Given:
f(x) is an exponential function.
[tex]f(-0.5)=27[/tex]
[tex]f(1.5)=21[/tex]
To find:
The value of f(0.5), to the nearest hundredth.
Solution:
The general exponential function is
[tex]f(x)=ab^x[/tex]
For, x=-0.5,
[tex]f(-0.5)=ab^{-0.5}[/tex]
[tex]27=ab^{-0.5}[/tex] ...(i)
For, x=1.5,
[tex]f(1.5)=ab^{1.5}[/tex]
[tex]21=ab^{1.5}[/tex] ...(ii)
Divide (ii) by (i).
[tex]\dfrac{21}{27}=\dfrac{ab^{1.5}}{ab^{-0.5}}[/tex]
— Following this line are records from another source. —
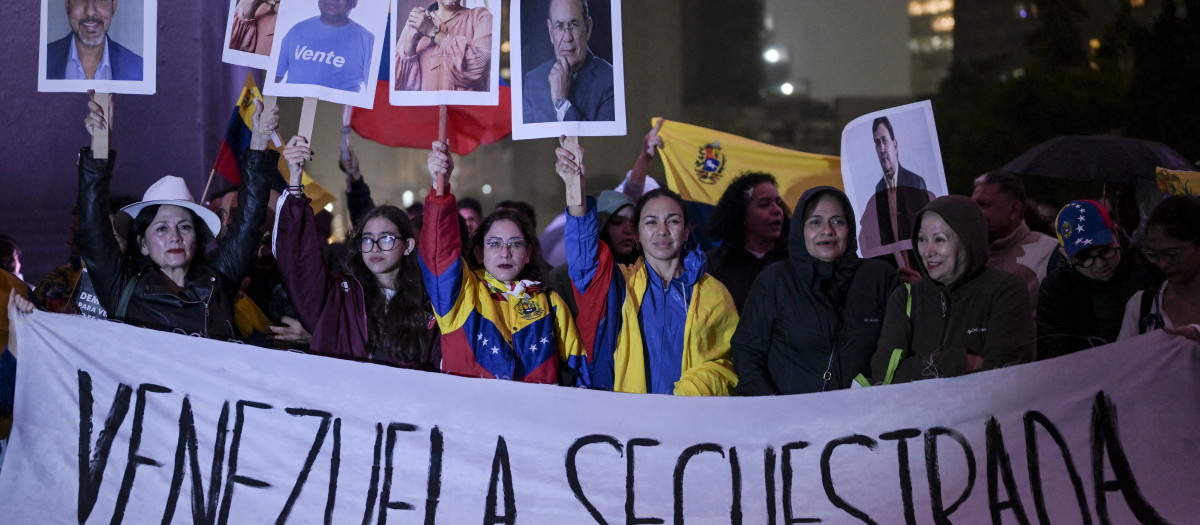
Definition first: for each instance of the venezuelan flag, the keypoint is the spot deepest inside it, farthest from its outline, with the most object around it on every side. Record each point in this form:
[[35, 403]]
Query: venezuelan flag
[[700, 163], [228, 162], [1175, 182]]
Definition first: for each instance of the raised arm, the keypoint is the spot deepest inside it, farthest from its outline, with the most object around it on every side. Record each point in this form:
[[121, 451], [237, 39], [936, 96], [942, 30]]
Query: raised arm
[[297, 245], [441, 248], [94, 237], [237, 251]]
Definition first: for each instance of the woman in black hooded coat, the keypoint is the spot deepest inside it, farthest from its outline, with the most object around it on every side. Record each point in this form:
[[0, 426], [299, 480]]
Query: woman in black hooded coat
[[811, 323]]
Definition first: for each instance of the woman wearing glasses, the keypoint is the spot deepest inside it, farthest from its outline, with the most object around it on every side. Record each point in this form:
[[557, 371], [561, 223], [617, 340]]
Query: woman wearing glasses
[[961, 317], [497, 321], [1081, 303], [376, 311], [1173, 231], [661, 325]]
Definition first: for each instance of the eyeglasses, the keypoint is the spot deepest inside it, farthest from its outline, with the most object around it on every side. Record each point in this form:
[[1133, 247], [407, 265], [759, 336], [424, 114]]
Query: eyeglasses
[[1164, 255], [385, 243], [574, 26], [496, 246], [1089, 260]]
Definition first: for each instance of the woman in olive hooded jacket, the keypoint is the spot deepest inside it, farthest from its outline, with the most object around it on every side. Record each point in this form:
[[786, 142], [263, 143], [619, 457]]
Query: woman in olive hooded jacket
[[810, 324], [961, 317]]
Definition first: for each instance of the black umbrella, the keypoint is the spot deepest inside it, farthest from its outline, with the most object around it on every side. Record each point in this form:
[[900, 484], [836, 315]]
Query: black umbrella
[[1098, 158]]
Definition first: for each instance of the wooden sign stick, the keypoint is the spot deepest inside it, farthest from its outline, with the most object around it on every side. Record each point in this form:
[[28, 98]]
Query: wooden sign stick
[[307, 115], [269, 102], [574, 191], [100, 142], [442, 138]]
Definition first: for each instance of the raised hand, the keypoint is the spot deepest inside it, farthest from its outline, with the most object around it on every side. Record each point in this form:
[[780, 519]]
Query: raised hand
[[96, 120], [297, 152], [441, 164], [652, 142], [570, 168], [291, 332], [264, 126]]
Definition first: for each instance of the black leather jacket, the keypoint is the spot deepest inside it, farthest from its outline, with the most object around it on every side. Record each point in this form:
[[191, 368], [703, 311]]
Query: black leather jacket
[[205, 305]]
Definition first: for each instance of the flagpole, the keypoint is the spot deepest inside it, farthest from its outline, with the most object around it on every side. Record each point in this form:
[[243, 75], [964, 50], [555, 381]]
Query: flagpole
[[574, 194], [100, 142], [205, 192], [442, 138]]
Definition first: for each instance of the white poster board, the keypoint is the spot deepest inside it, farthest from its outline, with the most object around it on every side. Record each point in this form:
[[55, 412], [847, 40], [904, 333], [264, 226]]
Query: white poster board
[[115, 421], [591, 46], [905, 136], [123, 40], [460, 65], [334, 61], [250, 32]]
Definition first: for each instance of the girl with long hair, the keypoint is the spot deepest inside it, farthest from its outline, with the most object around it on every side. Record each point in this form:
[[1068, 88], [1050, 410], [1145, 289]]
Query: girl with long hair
[[377, 309]]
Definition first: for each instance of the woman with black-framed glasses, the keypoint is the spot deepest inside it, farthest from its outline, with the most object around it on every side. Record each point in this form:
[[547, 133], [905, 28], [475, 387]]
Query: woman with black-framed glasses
[[1173, 233], [498, 321], [1083, 302], [377, 309]]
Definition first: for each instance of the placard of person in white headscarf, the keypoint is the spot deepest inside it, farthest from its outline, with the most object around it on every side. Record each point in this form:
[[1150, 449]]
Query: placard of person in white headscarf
[[887, 187], [445, 52], [328, 49], [90, 44], [568, 68], [250, 32]]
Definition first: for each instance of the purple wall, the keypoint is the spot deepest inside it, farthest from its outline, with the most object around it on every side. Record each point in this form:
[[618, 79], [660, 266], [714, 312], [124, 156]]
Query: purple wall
[[175, 132]]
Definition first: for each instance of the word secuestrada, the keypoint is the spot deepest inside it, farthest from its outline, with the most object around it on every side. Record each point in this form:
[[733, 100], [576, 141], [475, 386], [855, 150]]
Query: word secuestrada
[[940, 444], [304, 53]]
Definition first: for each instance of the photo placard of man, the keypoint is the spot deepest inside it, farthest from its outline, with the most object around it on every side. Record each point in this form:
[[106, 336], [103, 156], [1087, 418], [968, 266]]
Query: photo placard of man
[[575, 85], [329, 50], [900, 193], [88, 53], [444, 47]]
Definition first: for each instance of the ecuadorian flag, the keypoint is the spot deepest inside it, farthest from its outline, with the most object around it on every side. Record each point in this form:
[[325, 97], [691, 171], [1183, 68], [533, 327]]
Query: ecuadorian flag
[[228, 162]]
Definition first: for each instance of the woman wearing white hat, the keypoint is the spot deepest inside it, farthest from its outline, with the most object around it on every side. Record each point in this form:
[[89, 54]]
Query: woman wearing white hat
[[165, 282]]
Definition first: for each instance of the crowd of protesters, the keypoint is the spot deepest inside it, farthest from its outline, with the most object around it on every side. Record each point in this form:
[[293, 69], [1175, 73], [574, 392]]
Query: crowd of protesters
[[784, 303]]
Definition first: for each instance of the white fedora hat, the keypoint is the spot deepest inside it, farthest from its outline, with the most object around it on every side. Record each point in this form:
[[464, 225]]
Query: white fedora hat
[[168, 189]]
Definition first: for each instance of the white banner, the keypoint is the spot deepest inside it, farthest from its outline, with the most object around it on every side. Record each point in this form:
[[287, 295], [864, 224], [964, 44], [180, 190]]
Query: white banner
[[117, 424]]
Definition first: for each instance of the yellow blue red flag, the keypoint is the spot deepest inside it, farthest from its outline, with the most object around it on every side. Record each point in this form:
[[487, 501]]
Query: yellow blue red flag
[[228, 162], [1175, 182], [700, 163]]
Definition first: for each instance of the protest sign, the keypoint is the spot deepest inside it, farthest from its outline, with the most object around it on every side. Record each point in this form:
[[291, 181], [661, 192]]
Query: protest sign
[[99, 47], [568, 68], [327, 50], [250, 32], [892, 167], [445, 54], [115, 423]]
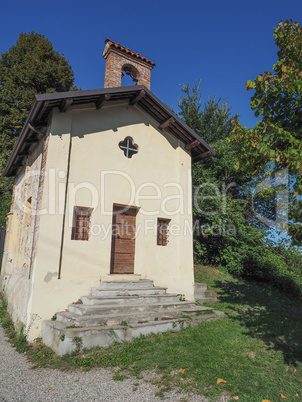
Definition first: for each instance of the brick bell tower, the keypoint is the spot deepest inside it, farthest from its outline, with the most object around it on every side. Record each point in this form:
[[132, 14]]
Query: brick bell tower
[[121, 61]]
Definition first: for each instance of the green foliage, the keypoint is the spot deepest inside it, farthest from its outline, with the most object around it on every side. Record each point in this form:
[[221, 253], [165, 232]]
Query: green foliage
[[276, 139], [226, 231], [30, 67]]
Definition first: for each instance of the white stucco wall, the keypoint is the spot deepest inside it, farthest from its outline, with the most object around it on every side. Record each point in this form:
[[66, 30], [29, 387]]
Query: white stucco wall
[[86, 140], [15, 280]]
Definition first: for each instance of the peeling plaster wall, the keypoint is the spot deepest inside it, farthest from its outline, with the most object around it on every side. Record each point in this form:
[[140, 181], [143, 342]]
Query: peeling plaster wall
[[21, 237], [88, 139]]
[tex]\dfrac{7}{9}=b^2[/tex]
Taking square root on both sides, we get
[tex]\dfrac{\sqrt{7}}{3}=b[/tex]
[tex]b\approx 0.882[/tex]
Putting b=0.882 in (i), we get
[tex]27=a(0.882)^{-0.5}[/tex]
[tex]27=a(1.0648)[/tex]
[tex]\dfrac{27}{1.0648}=a[/tex]
[tex]a\approx 25.357[/tex]
Now, the required function is
[tex]f(x)=25.357(0.882)^x[/tex]
Putting x=0.5, we get
[tex]f(0.5)=25.357(0.882)^{0.5}[/tex]
[tex]f(0.5)=23.81399[/tex]
[tex]f(0.5)\approx 23.81[/tex]
Therefore, the value of f(0.5) is 23.81.